Assessment 2016--Little Brother

Little Brother turned 3 years old this school year.  We set no academic goals for him because

A.  he's a very, very little boy who needs to grow and play
B.  our primary goal was healing and family integration
C.  I needed time to observe and get to know him before setting any goals.

How is Little Brother doing?

He's healing:  he's got lots of big, scary feelings in his small body, and they come out in bursts of crazy, out-of-control temper.  However, he's learning how to control that temper, and his outbursts are fewer and of shorter duration than they used to be.  We use the cues, "Quiet hands.  Quiet feet.  Quiet mouth," and those cues seem to be working.  He does better if his quiet place is outside rather than inside (which is great in spring and autumn, not so great in winter or full summer).
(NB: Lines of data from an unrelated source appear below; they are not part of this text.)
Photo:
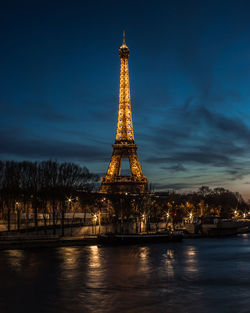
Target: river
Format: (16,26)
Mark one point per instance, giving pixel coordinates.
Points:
(197,275)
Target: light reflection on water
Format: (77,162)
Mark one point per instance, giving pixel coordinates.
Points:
(210,275)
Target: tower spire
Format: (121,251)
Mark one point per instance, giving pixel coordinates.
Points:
(124,37)
(124,147)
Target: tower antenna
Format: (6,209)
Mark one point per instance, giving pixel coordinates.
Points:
(124,37)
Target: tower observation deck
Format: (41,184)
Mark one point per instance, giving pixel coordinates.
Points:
(124,146)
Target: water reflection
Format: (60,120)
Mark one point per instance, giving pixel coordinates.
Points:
(94,257)
(169,261)
(194,276)
(144,258)
(191,262)
(15,258)
(70,258)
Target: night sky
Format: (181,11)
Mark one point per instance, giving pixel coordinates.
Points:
(189,75)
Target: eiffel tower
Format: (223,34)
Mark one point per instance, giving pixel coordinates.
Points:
(124,146)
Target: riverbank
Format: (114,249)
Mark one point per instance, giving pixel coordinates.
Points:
(7,243)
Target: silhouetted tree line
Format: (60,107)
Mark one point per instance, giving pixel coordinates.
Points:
(172,208)
(51,189)
(41,187)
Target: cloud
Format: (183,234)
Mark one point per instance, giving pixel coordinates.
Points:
(174,168)
(16,144)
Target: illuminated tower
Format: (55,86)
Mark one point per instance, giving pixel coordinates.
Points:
(124,146)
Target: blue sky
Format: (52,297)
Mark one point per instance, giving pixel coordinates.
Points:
(189,74)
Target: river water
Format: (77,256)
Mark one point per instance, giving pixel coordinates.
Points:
(197,275)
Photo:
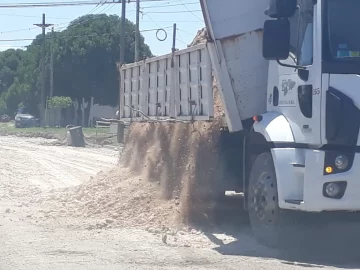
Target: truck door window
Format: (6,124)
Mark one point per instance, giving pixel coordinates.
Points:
(306,33)
(301,36)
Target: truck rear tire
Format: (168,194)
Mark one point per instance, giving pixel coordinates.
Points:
(269,223)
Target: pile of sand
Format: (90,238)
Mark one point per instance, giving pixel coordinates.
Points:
(167,176)
(184,159)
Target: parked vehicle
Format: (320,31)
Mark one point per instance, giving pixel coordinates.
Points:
(24,120)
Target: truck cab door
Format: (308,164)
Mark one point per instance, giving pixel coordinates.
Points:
(298,94)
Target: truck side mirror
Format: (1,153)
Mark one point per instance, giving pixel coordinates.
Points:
(281,9)
(276,39)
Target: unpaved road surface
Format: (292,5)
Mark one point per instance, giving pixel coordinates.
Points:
(28,169)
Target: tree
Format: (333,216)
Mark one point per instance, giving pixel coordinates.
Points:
(84,64)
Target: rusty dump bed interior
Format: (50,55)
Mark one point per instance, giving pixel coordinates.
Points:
(235,48)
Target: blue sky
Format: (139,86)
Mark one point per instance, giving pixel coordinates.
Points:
(17,23)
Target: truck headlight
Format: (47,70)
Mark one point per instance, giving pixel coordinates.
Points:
(332,189)
(341,162)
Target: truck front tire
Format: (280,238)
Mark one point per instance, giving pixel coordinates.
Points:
(269,223)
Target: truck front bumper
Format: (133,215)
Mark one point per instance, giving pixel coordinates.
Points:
(303,187)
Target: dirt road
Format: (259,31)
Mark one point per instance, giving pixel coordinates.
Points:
(33,236)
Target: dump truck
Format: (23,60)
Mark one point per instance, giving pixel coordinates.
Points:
(287,73)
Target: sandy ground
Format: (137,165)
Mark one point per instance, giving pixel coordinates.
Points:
(43,227)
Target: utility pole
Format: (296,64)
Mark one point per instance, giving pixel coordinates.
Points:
(137,33)
(52,64)
(122,32)
(43,25)
(122,47)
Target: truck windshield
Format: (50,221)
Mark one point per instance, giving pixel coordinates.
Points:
(342,20)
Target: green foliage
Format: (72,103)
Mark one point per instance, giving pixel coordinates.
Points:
(3,107)
(85,57)
(59,102)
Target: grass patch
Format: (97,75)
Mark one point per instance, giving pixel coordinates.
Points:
(93,135)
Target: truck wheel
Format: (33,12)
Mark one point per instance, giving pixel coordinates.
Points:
(267,220)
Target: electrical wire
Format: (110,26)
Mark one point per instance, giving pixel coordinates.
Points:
(65,3)
(191,11)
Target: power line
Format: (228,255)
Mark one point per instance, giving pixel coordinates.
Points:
(161,27)
(60,4)
(74,36)
(190,10)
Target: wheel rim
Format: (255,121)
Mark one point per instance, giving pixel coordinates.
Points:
(263,201)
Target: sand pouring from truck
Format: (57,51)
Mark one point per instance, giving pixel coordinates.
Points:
(287,73)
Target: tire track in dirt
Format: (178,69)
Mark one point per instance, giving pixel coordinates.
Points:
(48,167)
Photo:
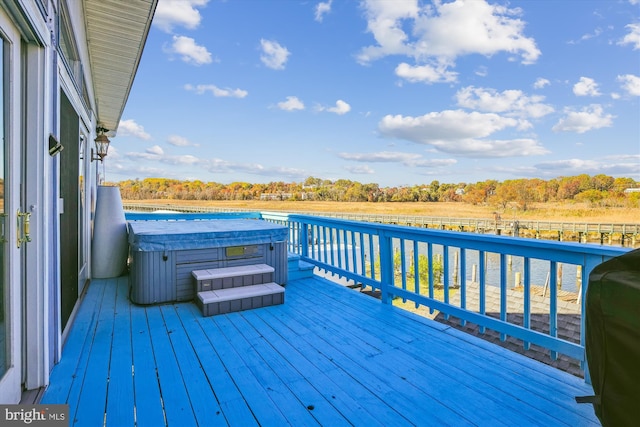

His gross motor skills are awesome!

His fine motor skills are truly delayed, so are his critical thinking skills.  He can neither dress nor undress himself; he struggles to feed himself with anything other than his hands; he can barely keep a crayon in his hands to scribble a few marks on a page, and he struggles mightily to solve problems such as how to fix a train track that has been disassembled by one of the babies.

He can learn processes as long as they are explicitly laid out and demonstrated for him.  For example, he's potty training right now, and as he approaches the toilet he'll stand there motionless until I ask, "What do you do first?"  He'll smile and say, "Take off my pants." Then I'll cue him to do that, followed by, "What's next?"  And so forth and so on.

Sometimes we have to skip it all, and I just help him . . . there's only so much waiting a 3 year old boy can do when he has to go potty!
I've been doing lots of reading about sensory processing disorders. It was a comment by the OT who assessed him recently that got my brain going in this direction. I'm starting to think that some of Little Brother 's behaviors are due to bring a sensory craving kind of kid. He's certainly not extreme, but I see too many signs to ignore.
What does this mean practically?

We will let Little Brother continue to be a little boy who plays, runs, jumps, builds, digs, climbs, and explores as much as possible. In addition we will work on self care skills--taking off and putting on clothes, using a spoon and fork to eat, cleaning up toys, using words rather than tantrums to express himself, expanding his vocabulary so that he has words to use, and potty training.  We'll read stories and provide lots of sensory experiences (i.e. sand play, water play, playdough, rough and tumble play, etc.).  We'll also start some fine motor work with him, but nothing he'd think of as work; mostly we'll just play with Legos and Bristle Blocks and provide opportunities to hold crayons in his hands whenever summer thunderstorms keep us indoors.


  1. I love Little Brother. You make me love him more.